Jarba pleads for arms to defeat Assad’s army
U.S. weighs possibility of more economic sanctions aimed at changing Assad's calculus ahead of June elections
Syrian opposition chief Ahmad al- Jarba called on the United States Wednesday to supply his forces with the weapons necessary to defeat President Bashar al-Assad’s well-armed forces.
Opposition forces need “efficient weapons to face these attacks including air raids, so we can change the balance of power on the ground,” Jarba told a U.S. think-tank at the start of his first official visit to Washington. “This would allow for a political solution,” he insisted.
Jarba also said the international community must unite to stop Assad as he runs for office “on the dead bodies of Syrians.”
Speaking at the start of his first official visit to Washington, Jarba condemned next month's elections as a “farce,” warning it would give Assad “license to kill for many years to come.”
President Barack Obama is expected to meet with Jarab in the coming days, as the U.S. weighs the possibility of more economic sanctions aimed at changing Assad's calculus ahead of June elections.
The exact day of Obama's meeting was unclear, though it's likely to occur after the president returns from a three-day trip to the West Coast that kicks off Wednesday.
OPINION: Ahmed Jarba attempts to persuade the White House
Jarba's trip to Washington comes as the Obama administration is boosting its support for the Syrian Opposition Council. The State Department announced Monday that it would give the opposition's offices in Washington and New York formal diplomatic status and increase non-lethal assistance to the opposition by $27 million.

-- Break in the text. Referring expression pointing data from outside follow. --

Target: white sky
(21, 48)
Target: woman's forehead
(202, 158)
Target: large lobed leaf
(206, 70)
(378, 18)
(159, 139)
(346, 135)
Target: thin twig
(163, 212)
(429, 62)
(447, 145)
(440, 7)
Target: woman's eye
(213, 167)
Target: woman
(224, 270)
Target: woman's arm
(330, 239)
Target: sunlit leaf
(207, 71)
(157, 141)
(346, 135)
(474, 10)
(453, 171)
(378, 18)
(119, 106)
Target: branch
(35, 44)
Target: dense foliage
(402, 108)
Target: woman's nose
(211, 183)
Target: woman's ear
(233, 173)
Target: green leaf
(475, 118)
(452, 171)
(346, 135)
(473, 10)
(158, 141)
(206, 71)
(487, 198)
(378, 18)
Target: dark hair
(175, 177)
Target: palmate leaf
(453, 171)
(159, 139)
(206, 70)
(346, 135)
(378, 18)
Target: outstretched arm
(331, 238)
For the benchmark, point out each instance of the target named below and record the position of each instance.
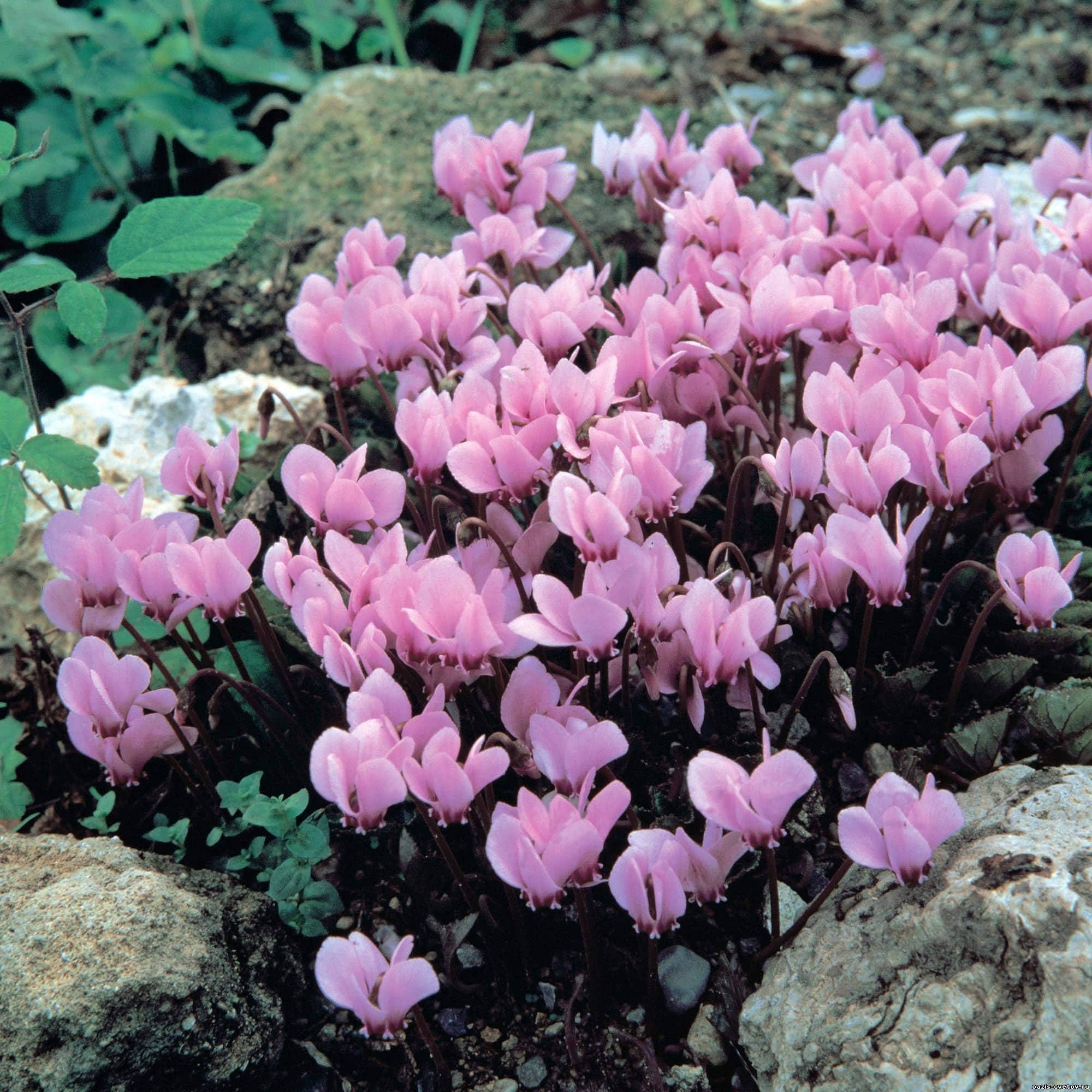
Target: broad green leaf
(82, 366)
(240, 25)
(977, 744)
(13, 509)
(245, 66)
(15, 422)
(62, 210)
(179, 235)
(21, 61)
(996, 679)
(42, 22)
(374, 41)
(335, 31)
(62, 460)
(1063, 718)
(289, 880)
(82, 308)
(33, 272)
(572, 53)
(141, 20)
(235, 145)
(172, 50)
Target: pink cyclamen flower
(755, 805)
(863, 543)
(354, 975)
(216, 572)
(447, 786)
(647, 882)
(361, 771)
(343, 498)
(709, 864)
(597, 523)
(727, 635)
(588, 623)
(898, 829)
(542, 848)
(316, 326)
(184, 465)
(1036, 585)
(114, 718)
(568, 751)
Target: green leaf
(13, 508)
(236, 797)
(62, 460)
(32, 272)
(289, 880)
(15, 422)
(373, 43)
(996, 679)
(180, 235)
(977, 744)
(572, 53)
(82, 308)
(448, 14)
(334, 30)
(245, 66)
(1063, 718)
(81, 366)
(42, 22)
(311, 842)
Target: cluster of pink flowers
(585, 434)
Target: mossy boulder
(361, 146)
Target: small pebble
(853, 784)
(532, 1073)
(879, 761)
(683, 977)
(454, 1022)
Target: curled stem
(517, 573)
(931, 614)
(578, 230)
(775, 946)
(867, 630)
(825, 657)
(968, 650)
(771, 876)
(449, 858)
(730, 508)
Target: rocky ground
(886, 989)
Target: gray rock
(454, 1022)
(687, 1079)
(683, 978)
(705, 1040)
(361, 146)
(980, 979)
(120, 968)
(879, 761)
(549, 992)
(532, 1073)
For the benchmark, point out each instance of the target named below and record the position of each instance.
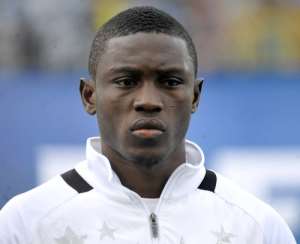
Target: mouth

The administration recognized the opposition council as the legitimate representative of the Syrian people in December 2012, but its U.S. offices had been recognized only as informal liaison bureaus until this week.
The administration is considering taking additional steps in the coming days, including the possibility of levying new sanctions on the Assad regime.
Earlier U.S. sanctions on Assad and his associates have had little impact in stemming the bloody civil war that has stretched into a fourth year. More than 150,000 people have been killed in the clashes between rebels and forces loyal to Assad, with millions of others displaced by the war.
The White House has denounced the June presidential elections in Syria as a farce aimed at giving Assad the veneer of electoral legitimacy. Assad has ruled Syria since 2000, when he took over from his late father.